Quoting from C. Mohammed v. State of Kerala, the Court noted that even when conviction stands, sentence could be altered if doubt exists over adulteration severity. Hence, it held:
“This apparent discrepancy should be interpreted to the benefit of the accused.”

Accordingly, Nagarajan and Selvaraj’s sentence of imprisonment was converted to a fine of Rs. 30,000 each.

In Naresh Chandra’s case, the Court relied on a coordinate bench ruling in A.K. Sarkar & Co. v. State of West Bengal, despite expressing reservations about its reasoning. It observed: “In the interest of justice, equity, propriety and judicial comity, we propose to follow the same and proceed to partly allow the connected appeal too.”

Naresh Chandra’s sentence was thus converted to a fine of Rs. 20,000, noting that he had suffered the weight of the case for over 40 years.
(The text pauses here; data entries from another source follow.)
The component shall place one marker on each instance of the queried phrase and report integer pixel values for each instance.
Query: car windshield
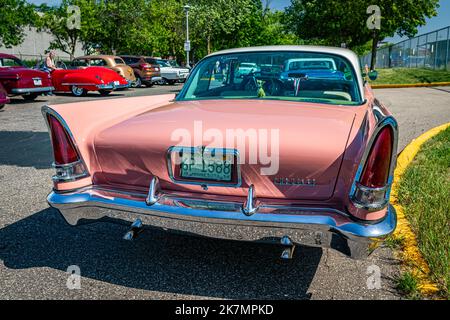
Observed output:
(10, 62)
(294, 76)
(163, 63)
(119, 61)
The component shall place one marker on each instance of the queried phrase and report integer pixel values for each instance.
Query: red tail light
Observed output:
(371, 191)
(376, 170)
(145, 66)
(63, 147)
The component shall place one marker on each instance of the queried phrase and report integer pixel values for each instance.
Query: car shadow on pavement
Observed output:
(26, 149)
(159, 261)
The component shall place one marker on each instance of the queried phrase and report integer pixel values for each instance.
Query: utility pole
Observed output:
(187, 44)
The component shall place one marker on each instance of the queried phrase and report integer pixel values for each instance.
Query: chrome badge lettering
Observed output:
(294, 182)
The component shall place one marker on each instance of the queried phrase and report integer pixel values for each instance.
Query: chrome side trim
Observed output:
(225, 219)
(47, 110)
(250, 206)
(153, 192)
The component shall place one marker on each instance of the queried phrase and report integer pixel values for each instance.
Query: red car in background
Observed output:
(18, 79)
(3, 97)
(80, 80)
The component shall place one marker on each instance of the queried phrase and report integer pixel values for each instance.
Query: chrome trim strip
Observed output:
(32, 90)
(153, 192)
(47, 110)
(225, 220)
(233, 152)
(250, 206)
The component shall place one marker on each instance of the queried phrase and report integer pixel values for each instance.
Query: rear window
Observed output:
(119, 61)
(131, 60)
(294, 76)
(10, 62)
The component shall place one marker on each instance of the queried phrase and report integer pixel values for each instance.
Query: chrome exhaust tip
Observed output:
(135, 230)
(288, 251)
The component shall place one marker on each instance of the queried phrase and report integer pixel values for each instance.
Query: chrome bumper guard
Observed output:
(226, 220)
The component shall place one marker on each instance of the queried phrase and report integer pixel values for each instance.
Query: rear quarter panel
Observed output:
(86, 119)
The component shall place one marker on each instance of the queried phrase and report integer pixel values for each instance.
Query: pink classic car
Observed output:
(303, 155)
(3, 97)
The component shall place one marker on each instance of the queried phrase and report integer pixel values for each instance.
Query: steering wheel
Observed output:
(249, 83)
(62, 65)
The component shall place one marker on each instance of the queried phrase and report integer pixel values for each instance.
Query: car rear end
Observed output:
(331, 188)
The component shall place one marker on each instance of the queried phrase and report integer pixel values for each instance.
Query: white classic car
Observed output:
(170, 74)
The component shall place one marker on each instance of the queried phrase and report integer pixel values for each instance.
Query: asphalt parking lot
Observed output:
(37, 246)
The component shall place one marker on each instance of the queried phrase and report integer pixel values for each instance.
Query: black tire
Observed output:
(137, 83)
(162, 82)
(78, 92)
(30, 97)
(104, 92)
The Supreme Court in no uncertain terms concluded:
“The safety of consumers was the goal of the PoFA Act… no leeway must be given in such circumstances.”

It reaffirmed that: “The probationary process… must remain subservient to the wisdom of the legislature… Section 20AA of the PoFA Act read with Section 97 of the FSS Act makes it clear that the benefit under the Probation Act cannot be made applicable…”

Ultimately, the judgment underscores that while reformation is an essential goal of criminal justice, courts must not override express statutory exclusions. Relief in sentencing, if any, must come from factual mitigation—not from disregard of legislative mandates.